Is there an artist, or any sort of craftsperson, who doesn't suspect that the real work is being done in a medium not their own? I know a cabinet maker who wishes he were more adept at metals or plastics. Unfortunately for him, wood is what gets him the awards — and money. Actors want to be directors. T Bone Burnett envies painters, while Ry Cooder's admiration for novelists is such that, last I heard, he let Michael Ondaatje talk him into quitting his day job and picking up the fountain pen. As for me, I doubt anyone's come closer to the Platonic Ideal than Hank Williams or Donald Fagen.
Don DeLillo has a jones for anyone in the visual arts. His male protagonists get the hots for sculptors (Americana), photographers (Mao II) and painters (Underworld). In Point Omega (A) a filmmaker tries to woo a “defense intellectual,” a blowhard tangentially responsible for Iraq, to submit to the camera. This time the would-be suitors are both male, while the intellectual's daughter shows up to provide the merest frisson of heterosexual tension.
But if the bulk of PO's text is any indication, the central tension in the narrative originates in an actual “film installation” by Douglas Gordon entitled 24 Hour Psycho. The installation involves projecting Alfred Hitchcock's Psycho slowed down to the point where it can only be seen in its entirety over a course of 24 hours. The characters in this short novel react a great deal to this installation, but — po-mo irony at work here — no-one so much as DeLillo himself.

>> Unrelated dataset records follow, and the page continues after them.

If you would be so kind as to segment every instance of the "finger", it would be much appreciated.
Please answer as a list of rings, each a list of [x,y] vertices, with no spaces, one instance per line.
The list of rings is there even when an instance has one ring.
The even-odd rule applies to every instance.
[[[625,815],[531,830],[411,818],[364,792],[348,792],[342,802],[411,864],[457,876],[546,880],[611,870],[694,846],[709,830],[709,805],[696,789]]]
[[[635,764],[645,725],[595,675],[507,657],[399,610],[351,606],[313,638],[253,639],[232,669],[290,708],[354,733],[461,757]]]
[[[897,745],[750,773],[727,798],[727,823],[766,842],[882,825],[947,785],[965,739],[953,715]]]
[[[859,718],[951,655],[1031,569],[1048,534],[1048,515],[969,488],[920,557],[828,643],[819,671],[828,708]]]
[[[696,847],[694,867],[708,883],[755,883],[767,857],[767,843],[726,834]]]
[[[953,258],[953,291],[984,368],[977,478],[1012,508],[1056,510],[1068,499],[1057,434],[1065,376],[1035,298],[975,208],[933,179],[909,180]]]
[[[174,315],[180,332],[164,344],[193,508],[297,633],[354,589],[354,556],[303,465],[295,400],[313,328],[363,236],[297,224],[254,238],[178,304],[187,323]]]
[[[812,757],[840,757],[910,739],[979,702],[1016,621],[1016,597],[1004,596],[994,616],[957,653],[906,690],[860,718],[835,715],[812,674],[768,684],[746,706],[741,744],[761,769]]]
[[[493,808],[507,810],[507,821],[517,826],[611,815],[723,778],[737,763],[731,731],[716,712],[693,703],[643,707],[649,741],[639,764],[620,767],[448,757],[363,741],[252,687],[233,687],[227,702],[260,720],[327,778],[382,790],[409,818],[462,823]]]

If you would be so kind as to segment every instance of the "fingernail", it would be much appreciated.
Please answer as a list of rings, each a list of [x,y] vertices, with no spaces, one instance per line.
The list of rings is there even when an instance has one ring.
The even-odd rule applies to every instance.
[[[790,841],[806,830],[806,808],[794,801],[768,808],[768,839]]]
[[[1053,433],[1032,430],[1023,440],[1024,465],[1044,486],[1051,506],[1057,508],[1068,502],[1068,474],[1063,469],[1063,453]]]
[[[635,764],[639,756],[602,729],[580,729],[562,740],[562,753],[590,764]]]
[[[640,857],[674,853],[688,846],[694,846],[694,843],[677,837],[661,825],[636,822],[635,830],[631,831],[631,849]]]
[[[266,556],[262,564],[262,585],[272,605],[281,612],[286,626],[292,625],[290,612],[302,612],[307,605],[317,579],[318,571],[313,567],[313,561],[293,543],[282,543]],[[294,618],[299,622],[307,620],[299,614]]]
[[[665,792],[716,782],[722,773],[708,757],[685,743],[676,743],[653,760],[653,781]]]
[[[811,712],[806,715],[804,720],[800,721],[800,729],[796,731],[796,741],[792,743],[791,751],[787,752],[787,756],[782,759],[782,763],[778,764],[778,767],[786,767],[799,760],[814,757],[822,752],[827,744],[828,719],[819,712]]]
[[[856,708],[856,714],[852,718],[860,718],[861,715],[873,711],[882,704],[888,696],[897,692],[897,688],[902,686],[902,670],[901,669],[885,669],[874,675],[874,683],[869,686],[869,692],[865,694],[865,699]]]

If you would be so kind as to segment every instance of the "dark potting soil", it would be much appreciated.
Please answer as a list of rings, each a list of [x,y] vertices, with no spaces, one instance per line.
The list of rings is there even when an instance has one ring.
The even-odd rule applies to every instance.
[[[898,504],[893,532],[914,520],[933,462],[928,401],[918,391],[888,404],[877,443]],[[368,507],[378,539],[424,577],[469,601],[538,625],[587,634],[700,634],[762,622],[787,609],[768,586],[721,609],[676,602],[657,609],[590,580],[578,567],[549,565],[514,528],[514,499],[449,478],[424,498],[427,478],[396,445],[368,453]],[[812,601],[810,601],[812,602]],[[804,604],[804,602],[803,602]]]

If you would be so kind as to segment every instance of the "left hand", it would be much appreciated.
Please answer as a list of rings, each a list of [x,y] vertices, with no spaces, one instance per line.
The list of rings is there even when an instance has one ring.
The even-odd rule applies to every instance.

“I talked to them one day about war. Iraq is a whisper, I told them. These nuclear flirtations we've been having with this or that government. Little whispers,” he said. “I'm telling you, this will change. Something's coming. But isn't this what we want? Isn't this the burden of consciousness? We're all played out. Matter wants to lose its self-consciousness. We're the mind and heart that matter has become. Time to close it all down. This is what drives us now.”
PO's central concern, then, is this business of the best and worst that human consciousness can achieve, and what happens when it finally gets obliterated. Any craftsperson will tell you many of the most precious stretches of life are when self-consciousness dissipates, those times when a person gets so preoccupied with the task at hand — with craft — that she forgets herself.
When I picked up the book I thought 100 pages of this sort of “pushing at the fabric” was probably about right. By page 75 it felt too long. I had fewest difficulties with the central third of the book, where the filmmaker hangs out with the intellectual and his daughter in a desert retreat. The three exist as an unholy po-mo Trinity, hoping to cook up and project something as they stew in each other's proximity. When the daughter disappears, I found it a truly haunting moment that quite properly shocked the two surviving posers. But when the entire enterprise swung exclusively to 24 Hour Psycho, I switched gears and sped-read to the conclusion.
I am an admirer of DeLillo — as dry and remote as his prose can seem, I can't help but see his fiction as being almost embarrassingly personal in concern, and nowhere moreso than in Mao II. The author's duty is to enthrall, and DeLillo has done that for me by exploring what abstractions like “forces of history” (A) mean in their most personal sense. When DeLillo himself became an abstraction — “internationally feted novelist” — he wrote this passage, which I read as DeLillo's own Point Omega.
Camus said, “There is but one truly serious philosophical problem, and that is suicide.” Most days I can snicker and say, “Only if you don't have to shop for bananas.” Those are the days I'll tell you DeLillo's most recommended work is Pafko At The Wall, his magnum opus Underworld, his most harrowing work Mao II. The days when I can't snicker are the days when I am simply grateful that DeLillo has attended to self-argument, internal dissent — the democratic shout. The Novel.